How Data Failed Us in Calling an Election

It was a rough night for number crunchers. And for the faith that people in every field – business, politics, sports and academia – have increasingly placed in the power of data. Donald J. Trump’s victory ran counter to almost every major forecast – undercutting the belief that analyzing reams of data can accurately predict events.

Casual factors in US election

One can normally rely on Andrew Gelman for a balanced critique of statistical methods & the weight of evidence for claims.

In this post, he does not disappoint. Drawing our attention to it being a smaller swing than you might think (2%), he usefully highlights several factors at play.

Andrew critiques a number of popular theories (for once it looks like it wasn’t another case of “Shy Tories” or “Shy Trumpsters”). Then he goes on to list numerous factors are work, including voter enthusiasm, collapses of this party vote (despite what some papers say), long queues for voting putting people off & potentially an underestimating of the effect of non-traditional campaigning (e.g. Twitter & TV shows).

There is no simple conclusion, but I take away the evidence for no one simple cause for models getting it wrong. There were several factors at play in reality.

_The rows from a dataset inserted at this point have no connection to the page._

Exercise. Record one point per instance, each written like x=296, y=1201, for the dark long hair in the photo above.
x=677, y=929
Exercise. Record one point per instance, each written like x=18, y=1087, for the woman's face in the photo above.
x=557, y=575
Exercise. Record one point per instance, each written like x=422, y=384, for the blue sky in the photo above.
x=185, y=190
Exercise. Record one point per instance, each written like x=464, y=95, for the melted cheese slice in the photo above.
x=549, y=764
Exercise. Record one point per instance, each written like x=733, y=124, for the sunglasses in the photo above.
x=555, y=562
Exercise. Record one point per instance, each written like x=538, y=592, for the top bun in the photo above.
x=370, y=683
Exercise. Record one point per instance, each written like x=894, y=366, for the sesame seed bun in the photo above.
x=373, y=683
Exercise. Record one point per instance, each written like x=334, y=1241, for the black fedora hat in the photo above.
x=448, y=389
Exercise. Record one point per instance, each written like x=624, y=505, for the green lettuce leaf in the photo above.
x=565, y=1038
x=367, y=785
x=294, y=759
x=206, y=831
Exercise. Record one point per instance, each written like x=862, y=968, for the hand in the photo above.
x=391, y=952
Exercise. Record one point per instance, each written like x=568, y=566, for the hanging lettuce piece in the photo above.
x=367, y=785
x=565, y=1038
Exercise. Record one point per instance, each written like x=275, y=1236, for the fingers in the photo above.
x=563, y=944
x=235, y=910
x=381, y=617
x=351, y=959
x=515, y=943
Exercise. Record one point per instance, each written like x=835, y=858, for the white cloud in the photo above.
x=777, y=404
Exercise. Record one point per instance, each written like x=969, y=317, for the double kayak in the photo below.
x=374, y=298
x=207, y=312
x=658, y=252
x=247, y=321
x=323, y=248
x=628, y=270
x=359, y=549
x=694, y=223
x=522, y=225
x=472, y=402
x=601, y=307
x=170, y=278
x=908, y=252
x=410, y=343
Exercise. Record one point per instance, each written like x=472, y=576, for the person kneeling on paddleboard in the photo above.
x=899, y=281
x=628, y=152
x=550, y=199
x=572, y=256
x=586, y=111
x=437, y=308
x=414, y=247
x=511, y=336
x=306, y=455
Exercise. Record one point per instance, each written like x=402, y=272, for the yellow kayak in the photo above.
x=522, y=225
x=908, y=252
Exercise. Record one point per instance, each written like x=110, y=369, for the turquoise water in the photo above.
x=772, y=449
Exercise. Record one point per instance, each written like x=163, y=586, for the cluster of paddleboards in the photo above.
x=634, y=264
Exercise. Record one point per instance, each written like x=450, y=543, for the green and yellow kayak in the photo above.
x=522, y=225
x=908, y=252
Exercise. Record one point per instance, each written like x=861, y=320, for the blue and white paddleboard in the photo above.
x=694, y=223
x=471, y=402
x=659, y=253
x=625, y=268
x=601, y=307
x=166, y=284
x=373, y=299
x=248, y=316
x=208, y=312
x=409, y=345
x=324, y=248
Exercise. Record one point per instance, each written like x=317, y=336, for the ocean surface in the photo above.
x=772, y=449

Statistical Modeling, Causal Inference, and Social Science

The title of this post says it all. A 2% shift in public opinion is not so large and usually would not be considered shocking. In this case the race was close enough that 2% was consequential. Here’s the background: Four years ago, Mitt Romney received 48% of the two-party vote and lost the presidential election.

Well worth all statisticians reading that article.

Research Methods

As much as Andrew can be trusted for statistical robustness, GreenBook is a trusted source for research best practice.

In this reflection from Tom Anderson, he reminds us that not everyone got it wrong. His text analytics of social media sentiment proved accurate (even if published with a very cautious understatement of conclusion). Like Nate Silver (of FiveThirtyEight), their results showed a very real possibility for Trump to win.

What is interesting in this approach though, is that the ‘hero’ is not clever model tweaking by skilled statisticians, but a change in research methods used. Tom makes a good case for increased use of behavioural analytics, social media analytics or other non-traditional methods – may of which did predict a Trump win.

I agree with his conclusion, that could also have been made after Brexit polls.The learning point is the growing evidence that: “conventional quantitive Likert-scale survey questions—the sort used in every poll—are generally not terrific predictors of actual behaviour”.

What’s Really Wrong With Polling?

Whatever your politics, I think you’ll agree that Tuesday’s election results were stunning. What is now being called an historic upset victory for Donald Trump apparently came as a complete shock to both of the campaigns, the media and, not least, the polling community.

Well worth all research leaders reading that post.

Who is the real villain?

OK, if it’s not true that all pollsters got it wrong, who is really to blame? Should the public & analysts shift their focus to another villain?

As usual, Tim Harford’s More or Less podcast points us in the right direction, in highlighting again the critical role of the Electoral College system.

But the most devastating critique I have read, of the impact this system actually has on US election results, is this piece from Forbes magazine:

In that, statistician Meta Brown (author of great books on Data Mining & Storytelling), lays bare the real villain of this result. I had not realised how much the Electoral College system favours white voters, nor its dubious history in compromises during abolishing slavery.

Compared to those flaws, perhaps the selecting of better research & statistical methods is a minor improvement. So, don’t scapegoat the analysts.